Storia e cultura

Storia 

La storia dell’Amiata si perde nella notte dei tempi, nelle ere geologiche, quando i sommovimenti della pangea in assestamento hanno portato al formarsi di un vulcano che per millenni è stato attivo e dopo è diventato la principale fonte di sostentamento della gente che è venuta a viverci.

Nell’Anno Internazionale delle Montagne, l’Amiata è ancora una volta un centro di vita e di cultura. L’acqua è il suo elemento primario, la terra, il fuoco e l’aria quelli che le girano intorno. Da questo pullulare di vita è nata una cultura ed è nata un’arte che ancora oggi sono degne di ammirazione.

L’arte di Siena, dal Medioevo a oggi, e l’arte della Maremma si incontrano sull’Amiata e si perdono nei boschi di faggi e di castagni, nelle sei riserve naturali che popolano quella che Ernesto Balducci, nato a Santa Fiora, chiamava un’isola in terraferma.

Arti e mestieri

La laboriosità e la creatività del popolo amiatino si sono dispiegate nel corso dei secoli nelle forme più disparate e curiose.

Se c’è una caratteristica di questa gente è quella di abbandonarsi agli istinti del fare, di scoprirsi, anche improvvisamente, artisti, creatori e – perché no? – geni.

Gli amiatini sono un popolo di pittori, poeti, teatranti, musicisti; si dilettano nell’arte come altri popoli si dilettano nello sport o in altre faccende.

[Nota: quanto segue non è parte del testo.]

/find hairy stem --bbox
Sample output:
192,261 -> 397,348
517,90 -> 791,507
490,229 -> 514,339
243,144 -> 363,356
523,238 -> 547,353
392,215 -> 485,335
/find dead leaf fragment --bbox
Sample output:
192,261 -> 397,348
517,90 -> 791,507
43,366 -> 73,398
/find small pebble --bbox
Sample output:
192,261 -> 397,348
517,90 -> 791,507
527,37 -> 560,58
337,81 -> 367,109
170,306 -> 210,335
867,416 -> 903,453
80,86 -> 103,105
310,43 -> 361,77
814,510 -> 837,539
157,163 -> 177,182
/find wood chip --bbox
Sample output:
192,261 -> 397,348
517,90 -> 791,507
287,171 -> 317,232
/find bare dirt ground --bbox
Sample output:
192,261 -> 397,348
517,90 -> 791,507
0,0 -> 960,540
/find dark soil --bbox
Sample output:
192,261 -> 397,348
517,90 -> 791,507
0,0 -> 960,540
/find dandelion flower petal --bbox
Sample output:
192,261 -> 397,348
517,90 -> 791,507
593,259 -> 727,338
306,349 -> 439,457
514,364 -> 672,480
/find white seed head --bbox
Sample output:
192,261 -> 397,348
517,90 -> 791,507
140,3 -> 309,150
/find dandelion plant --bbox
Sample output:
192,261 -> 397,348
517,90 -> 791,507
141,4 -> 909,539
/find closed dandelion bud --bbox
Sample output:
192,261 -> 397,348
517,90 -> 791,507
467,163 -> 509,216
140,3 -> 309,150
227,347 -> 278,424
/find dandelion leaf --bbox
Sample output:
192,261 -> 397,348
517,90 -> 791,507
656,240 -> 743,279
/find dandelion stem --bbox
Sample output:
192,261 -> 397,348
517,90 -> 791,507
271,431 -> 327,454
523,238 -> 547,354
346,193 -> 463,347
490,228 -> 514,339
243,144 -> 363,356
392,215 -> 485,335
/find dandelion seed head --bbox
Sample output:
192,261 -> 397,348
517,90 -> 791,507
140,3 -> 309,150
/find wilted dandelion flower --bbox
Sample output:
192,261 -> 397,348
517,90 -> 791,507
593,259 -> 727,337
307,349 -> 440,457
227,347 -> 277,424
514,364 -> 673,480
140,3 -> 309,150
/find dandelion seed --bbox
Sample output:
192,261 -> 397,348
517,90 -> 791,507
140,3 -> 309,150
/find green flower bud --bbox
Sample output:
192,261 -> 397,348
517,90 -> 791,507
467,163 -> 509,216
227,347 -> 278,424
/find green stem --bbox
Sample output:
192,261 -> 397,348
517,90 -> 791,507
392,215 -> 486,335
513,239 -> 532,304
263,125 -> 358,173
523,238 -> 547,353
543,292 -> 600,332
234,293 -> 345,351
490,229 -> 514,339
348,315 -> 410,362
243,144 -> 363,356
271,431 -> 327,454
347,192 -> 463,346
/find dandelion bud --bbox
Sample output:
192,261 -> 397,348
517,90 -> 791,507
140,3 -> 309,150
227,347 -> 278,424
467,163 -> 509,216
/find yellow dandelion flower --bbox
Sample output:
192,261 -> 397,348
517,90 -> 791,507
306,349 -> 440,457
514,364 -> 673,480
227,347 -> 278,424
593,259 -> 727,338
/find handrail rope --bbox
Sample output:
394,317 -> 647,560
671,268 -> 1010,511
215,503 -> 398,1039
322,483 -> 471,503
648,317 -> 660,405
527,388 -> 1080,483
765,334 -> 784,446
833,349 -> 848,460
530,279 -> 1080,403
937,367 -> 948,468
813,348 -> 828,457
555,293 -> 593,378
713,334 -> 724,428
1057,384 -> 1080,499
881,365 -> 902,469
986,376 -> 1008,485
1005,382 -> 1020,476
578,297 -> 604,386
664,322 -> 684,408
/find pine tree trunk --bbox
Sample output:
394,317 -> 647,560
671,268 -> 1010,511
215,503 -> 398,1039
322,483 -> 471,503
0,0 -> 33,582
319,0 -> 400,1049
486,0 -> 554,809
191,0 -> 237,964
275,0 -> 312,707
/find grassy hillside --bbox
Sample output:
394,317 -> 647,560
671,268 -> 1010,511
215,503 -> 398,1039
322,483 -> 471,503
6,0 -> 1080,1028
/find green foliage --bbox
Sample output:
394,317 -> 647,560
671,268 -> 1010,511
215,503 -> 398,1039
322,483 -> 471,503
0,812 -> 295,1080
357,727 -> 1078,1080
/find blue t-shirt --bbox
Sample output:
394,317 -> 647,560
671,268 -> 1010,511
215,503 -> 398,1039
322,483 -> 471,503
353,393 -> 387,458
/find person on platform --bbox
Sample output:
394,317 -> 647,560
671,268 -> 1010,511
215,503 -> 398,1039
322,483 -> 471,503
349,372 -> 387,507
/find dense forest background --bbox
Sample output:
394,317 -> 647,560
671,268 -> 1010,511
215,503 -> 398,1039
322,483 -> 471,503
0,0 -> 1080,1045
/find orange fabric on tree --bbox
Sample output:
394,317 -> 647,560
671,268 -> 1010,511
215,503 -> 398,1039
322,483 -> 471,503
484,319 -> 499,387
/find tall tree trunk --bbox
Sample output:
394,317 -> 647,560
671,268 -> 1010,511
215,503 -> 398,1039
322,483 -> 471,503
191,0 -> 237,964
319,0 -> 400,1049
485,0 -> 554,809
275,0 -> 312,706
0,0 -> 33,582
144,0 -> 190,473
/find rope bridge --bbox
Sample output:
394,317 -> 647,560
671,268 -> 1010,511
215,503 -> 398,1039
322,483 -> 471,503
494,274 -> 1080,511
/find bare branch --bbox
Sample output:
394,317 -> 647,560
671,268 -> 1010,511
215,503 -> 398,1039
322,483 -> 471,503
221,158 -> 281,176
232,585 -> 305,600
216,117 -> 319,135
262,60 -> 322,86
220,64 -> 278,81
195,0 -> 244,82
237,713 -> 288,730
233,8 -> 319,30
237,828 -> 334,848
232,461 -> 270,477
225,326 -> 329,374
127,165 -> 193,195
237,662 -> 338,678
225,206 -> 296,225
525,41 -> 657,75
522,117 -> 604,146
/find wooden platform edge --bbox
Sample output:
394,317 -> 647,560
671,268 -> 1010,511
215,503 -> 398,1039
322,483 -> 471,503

Ma c’è una tradizione antica del fare sull’Amiata; i mestieri si tramandano di padri in figli e di figli in pronipoti. Quelle arti di cui gli amiatini sono appassionati si sono raffinate nel corso del tempo e hanno raggiunto vette di qualità elevatissime.

Le donne che ricamano o creano pizzi e merletti, i fabbri che modellano il ferro e gli danno la forma che la loro fantasia richiede, i falegnami che piegano il legno dei loro boschi, lo spezzano, gli offrono una nuova vita.

E poi gli scalpellini, le decoratrici, gli agricoltori: sono tutte figure caratteristiche e originali, spesso dotate di un pizzico di follia o di stravaganza – spesso saggi che hanno scelto la materia che la loro terra gli offriva perché quella terra amavano sopra ogni cosa.